Here’s what they got at Tampa Bay.
Blankenship, who missed the last game with a rib injury, hunted a Baker Mayfield throw and intercepted it.
After Hurts’ first interception, on consecutive plays, Cox and Carter split a sack that Mayfield fumbled (and Tampa recovered), then Carter forced that fumble 5 yards downfield. That turned into a field goal that made it 13-3 at the half.
» READ MORE: How D’Andre Swift and the Eagles’ run game saved the Old Men and the D
Smith laid a third-down hit on Mayfield’s ribs in the middle of the third quarter that doomed the quarterback’s deep throw, forced a punt, and took the fight out of Progressive Insurance’s premature poster boy for a few minutes at least.
After Hurts’ second interception, Carter and Davis collapsed the middle of the Bucs’ offensive line and forced a safety for the 22-3 lead, which became 25-3 after a short drive that ended in offensive inanity — an overthought, third-and-goal quarterback draw from the Bucs’ 2-yard line which, in losing 6 yards, failed in both concept and execution.

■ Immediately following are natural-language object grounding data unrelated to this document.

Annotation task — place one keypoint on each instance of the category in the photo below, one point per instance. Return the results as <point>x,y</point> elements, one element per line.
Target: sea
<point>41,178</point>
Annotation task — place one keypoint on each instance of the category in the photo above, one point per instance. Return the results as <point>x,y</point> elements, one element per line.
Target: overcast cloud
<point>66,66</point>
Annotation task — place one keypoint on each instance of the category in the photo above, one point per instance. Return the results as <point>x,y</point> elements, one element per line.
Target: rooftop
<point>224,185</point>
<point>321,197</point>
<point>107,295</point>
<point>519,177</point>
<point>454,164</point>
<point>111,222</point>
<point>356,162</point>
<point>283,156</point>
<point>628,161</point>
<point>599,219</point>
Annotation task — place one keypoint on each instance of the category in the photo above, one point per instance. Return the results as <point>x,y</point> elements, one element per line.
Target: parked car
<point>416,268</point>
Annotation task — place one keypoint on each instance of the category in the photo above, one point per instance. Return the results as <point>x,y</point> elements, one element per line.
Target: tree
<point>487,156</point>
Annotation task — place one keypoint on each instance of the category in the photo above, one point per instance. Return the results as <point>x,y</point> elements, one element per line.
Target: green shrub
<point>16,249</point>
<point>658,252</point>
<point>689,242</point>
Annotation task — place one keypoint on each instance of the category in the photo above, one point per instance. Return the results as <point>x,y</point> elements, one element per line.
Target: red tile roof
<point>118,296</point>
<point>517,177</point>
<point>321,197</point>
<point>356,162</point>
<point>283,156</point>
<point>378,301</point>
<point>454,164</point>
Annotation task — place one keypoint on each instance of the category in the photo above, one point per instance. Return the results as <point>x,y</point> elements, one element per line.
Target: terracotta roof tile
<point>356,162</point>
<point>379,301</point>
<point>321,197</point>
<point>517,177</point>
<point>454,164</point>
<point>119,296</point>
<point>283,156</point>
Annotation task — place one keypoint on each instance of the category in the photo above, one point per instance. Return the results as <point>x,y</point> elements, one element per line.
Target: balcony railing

Of course, offensive inanity has been the theme of the Johnson/Hurts collaboration thus far.
Let’s throw Nick Sirianni under that bus, too. He’s the designer of this offense, and he endorses every decision either through voice or silence via headset, even if he did surrender play-calling duties 34 games ago.
Work in progress
The defense’s stats won’t look great, mainly because they’re playing so well early that the opposition runs up decent yardage late. Mac Jones and Kirk Cousins each rolled up 300-yard passing games in the Eagles’ first two wins, but the Birds have allowed 145 total rushing yards, which is 160 fewer rushing yards than D’Andre Swift alone has managed in their last two games.
More on that.
The Eagles clearly are fixated on fixing Hurts and their passing game. Before his first interception, the Eagles called 21 passes (two were scrambles) but just eight designed runs by backs.
As in Game 2, when the passing game failed for a quarter and sanity returned for the final three, the Birds leaned on their greatest strength, same is it ever was, that all-world offensive line. And, with the defense, it bailed them out.
That’s the way it’s happened in each of the first three weeks. Swift finished Monday with 130 rushing yards.
At any rate, the Eagles are 3-0, just like they’re supposed to be. They’re one of three teams with that record.
Considering the offensive challenges they’ve face, that’s something to dance about.